### (Binary and Multinomial) Logistic Regression

#### Generalized linear model
- So far, all of our models are "general linear models," and they are linear with homogenous variance.
- Extending to "generalized linear model," which relaxes the constraint of normality

The scientists who induced generalized linear models have since apologized for the confusing name

#### Specifics
- Generalized linear models are seet up the same way as general linear models, but use what is called "maximum likelihood" to estimate regression coefficients, rather than least squares.
- One example of a GLM is logistic regression—a model that is typically used for binary values or variables with three or more categories
- Logistic regression interprets categorical values as probabilities of choosing those values, and then converts those probabilities into the odds of choosing one value or another (on a logarithmic scale)
    - Conversion is known as a "link function"
    - Depending on the data and the number of categories, logistic regression may assume a Bernoulli, binomial, categorical, or (ordered) multinomial distribution
    
#### Probit vs. logit models
- Sometimes, when we talk about logistic regression, probit regression also comes up, since both regressions can handle binary DVs
- While logit models converet probabilities of being in a category into the log odds of being in that category, probit models instead convert the probabilities into Z scores
- The choice of link is situation dependent, but logistic regression tends to be more popular due to its easier interpretation.
 
#### Binary logistic regression
- Most basic logistic regression - two categories
- Link function: `logit`
- Our goal is to calculate the odds of being in one category or another.
- To perform this in R, we can use thee `glm` function.

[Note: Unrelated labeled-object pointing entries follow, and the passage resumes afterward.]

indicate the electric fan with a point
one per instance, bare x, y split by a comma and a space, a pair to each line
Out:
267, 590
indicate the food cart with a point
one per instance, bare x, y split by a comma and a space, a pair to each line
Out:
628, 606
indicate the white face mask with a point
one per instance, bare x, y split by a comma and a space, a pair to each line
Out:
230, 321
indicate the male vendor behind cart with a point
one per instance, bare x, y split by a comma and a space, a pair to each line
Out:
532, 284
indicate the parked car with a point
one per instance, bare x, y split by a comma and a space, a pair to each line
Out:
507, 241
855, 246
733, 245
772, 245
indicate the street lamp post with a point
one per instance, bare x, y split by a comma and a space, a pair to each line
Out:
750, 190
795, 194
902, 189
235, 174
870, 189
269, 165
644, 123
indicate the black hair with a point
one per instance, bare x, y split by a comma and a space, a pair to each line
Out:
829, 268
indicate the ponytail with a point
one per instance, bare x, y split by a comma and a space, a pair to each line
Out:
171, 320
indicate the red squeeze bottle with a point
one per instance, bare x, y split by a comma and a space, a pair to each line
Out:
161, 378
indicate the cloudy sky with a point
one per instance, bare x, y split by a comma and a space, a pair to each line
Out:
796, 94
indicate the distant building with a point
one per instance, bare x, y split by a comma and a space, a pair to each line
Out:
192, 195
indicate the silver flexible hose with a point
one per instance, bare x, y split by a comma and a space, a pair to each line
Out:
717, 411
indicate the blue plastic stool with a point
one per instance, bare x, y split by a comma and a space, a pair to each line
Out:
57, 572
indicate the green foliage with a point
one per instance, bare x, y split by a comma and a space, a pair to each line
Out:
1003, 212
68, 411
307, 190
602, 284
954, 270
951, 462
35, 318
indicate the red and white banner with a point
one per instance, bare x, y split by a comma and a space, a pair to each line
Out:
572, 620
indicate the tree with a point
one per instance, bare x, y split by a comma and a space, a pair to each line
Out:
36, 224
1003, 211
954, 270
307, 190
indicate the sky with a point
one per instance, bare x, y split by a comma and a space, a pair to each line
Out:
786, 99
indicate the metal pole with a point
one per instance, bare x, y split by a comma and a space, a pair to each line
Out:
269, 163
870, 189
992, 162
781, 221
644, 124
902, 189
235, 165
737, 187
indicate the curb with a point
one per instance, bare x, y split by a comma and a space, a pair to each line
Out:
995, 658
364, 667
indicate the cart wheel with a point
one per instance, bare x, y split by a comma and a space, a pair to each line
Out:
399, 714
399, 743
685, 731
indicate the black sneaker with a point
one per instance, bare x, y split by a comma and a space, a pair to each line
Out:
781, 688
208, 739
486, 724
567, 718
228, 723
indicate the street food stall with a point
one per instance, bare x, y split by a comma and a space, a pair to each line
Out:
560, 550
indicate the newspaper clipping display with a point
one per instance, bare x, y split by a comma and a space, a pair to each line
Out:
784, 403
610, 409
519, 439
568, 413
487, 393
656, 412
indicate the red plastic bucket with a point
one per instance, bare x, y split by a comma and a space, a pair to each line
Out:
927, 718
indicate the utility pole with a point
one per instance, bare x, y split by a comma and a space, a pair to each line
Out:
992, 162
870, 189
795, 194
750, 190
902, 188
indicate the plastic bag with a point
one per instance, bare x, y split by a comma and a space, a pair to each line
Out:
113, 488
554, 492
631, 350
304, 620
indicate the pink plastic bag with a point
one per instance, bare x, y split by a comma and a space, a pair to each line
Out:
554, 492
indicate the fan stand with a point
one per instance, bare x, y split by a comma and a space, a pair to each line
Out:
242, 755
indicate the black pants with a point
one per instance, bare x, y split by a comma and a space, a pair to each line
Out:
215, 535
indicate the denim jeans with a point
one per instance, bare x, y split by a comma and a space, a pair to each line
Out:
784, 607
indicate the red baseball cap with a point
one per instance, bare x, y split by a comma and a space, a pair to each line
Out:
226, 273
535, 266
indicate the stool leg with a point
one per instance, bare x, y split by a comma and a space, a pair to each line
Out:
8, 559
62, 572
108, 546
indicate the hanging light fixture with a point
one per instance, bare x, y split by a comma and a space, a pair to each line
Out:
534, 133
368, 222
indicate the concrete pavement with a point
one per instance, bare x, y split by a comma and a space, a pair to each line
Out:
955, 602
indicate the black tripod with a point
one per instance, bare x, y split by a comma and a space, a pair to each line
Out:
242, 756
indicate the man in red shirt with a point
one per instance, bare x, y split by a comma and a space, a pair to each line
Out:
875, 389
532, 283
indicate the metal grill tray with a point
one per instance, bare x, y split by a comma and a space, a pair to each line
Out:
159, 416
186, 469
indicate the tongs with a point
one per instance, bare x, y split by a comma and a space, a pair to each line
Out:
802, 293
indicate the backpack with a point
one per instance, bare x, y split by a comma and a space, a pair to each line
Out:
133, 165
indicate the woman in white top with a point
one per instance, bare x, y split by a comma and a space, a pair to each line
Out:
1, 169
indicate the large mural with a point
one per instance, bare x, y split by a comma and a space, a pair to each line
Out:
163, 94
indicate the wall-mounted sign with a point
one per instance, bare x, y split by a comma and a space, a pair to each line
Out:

e.g., predict whether sleep patterns have changed based on whether mood has worsened.

$$ \hat{Y}_{SleepPatternChanged} = b_0 + b_1 X_{HasMoodWorsened} $$

(Assume dummy coding for this example)

R code:
`glm(SleepPatternChanged ~ HasMoodWorsened, family = binomial(), data = SHHWData`
- `family` - distribution we expect the **DV** to follow

In a normal regression (dummy coding):
- `intercept` = mean of control
- slope of dv = difference between mean of control and mean of treatment

In a logistic regression (dummy coding):
- log odds of sleep changing in control = intercept
- log odds of sleep changing in treatment = dv slope

Probability of YES in DV = `LogOddsIntercept` + `LogOddsVariable`

#### Odds, logs, probabilities
- Log odds to odds:
$$ \text{Odds} = e^{\text{LogOdds}} $$
- Odds to probabilities:
$$ P = \frac{O}{1+O} $$

$$ logit^{-1}(x) = logistic(x) = \frac{e^x}{1+e^x} $$

#### Consideration
- Don't backtransform until you've added the log-odds
- In general, $L_1 + L_2 \ne logit^{-1}(L_1) + logit^{-1}(L_2)$

#### Logistic regression with continuous predictors
- `intercept` = log odds of DV Yes at predictor = 0
- dv slope = additional log odds of DV Yes for each additional value of predictor

#### Multiple predictors
- We can have multiple predictors

#### Proportions
- Note that the `glm` function will accept b inary values (0 or 1) or proportions (0.2, 0.5, etc.)
- If you specify proportions, you'll need to specify the weight so that R can calculate the corresponding binary values

#### Ordered multinomial logistic regression
- We need to use a link that will accommodatee this ordering
- Link: cumulative logit
- Rather than the odds of ieing in a category, we calculate the odds of moving from one category into the next category over

### Multiple regression
Purposes of conducting regression:
- Linear regression can be used in a confirmatory setting where a researcher wants to estimate the regression coefficients of a set of predictors.
- Linear regression can also be used when it is not known *a priori* which predictors have an impact on the criterion.

### Model selection
- Best subset selection: out of fashion, but historically important
- Can be used if you have $\le 40$ predictors and want to know which and how many give the best predictions.

Steps:
1. Calculate residual SS for all possible combinations of predictors for all possible *k* (branch and bound algorithm)
2. Figure out which *k* is the best

#### Stepwise regression
Start with zero predictors and iteratively add the next best predictor

(Alternatively: start with all predictors, and delete the least important ones)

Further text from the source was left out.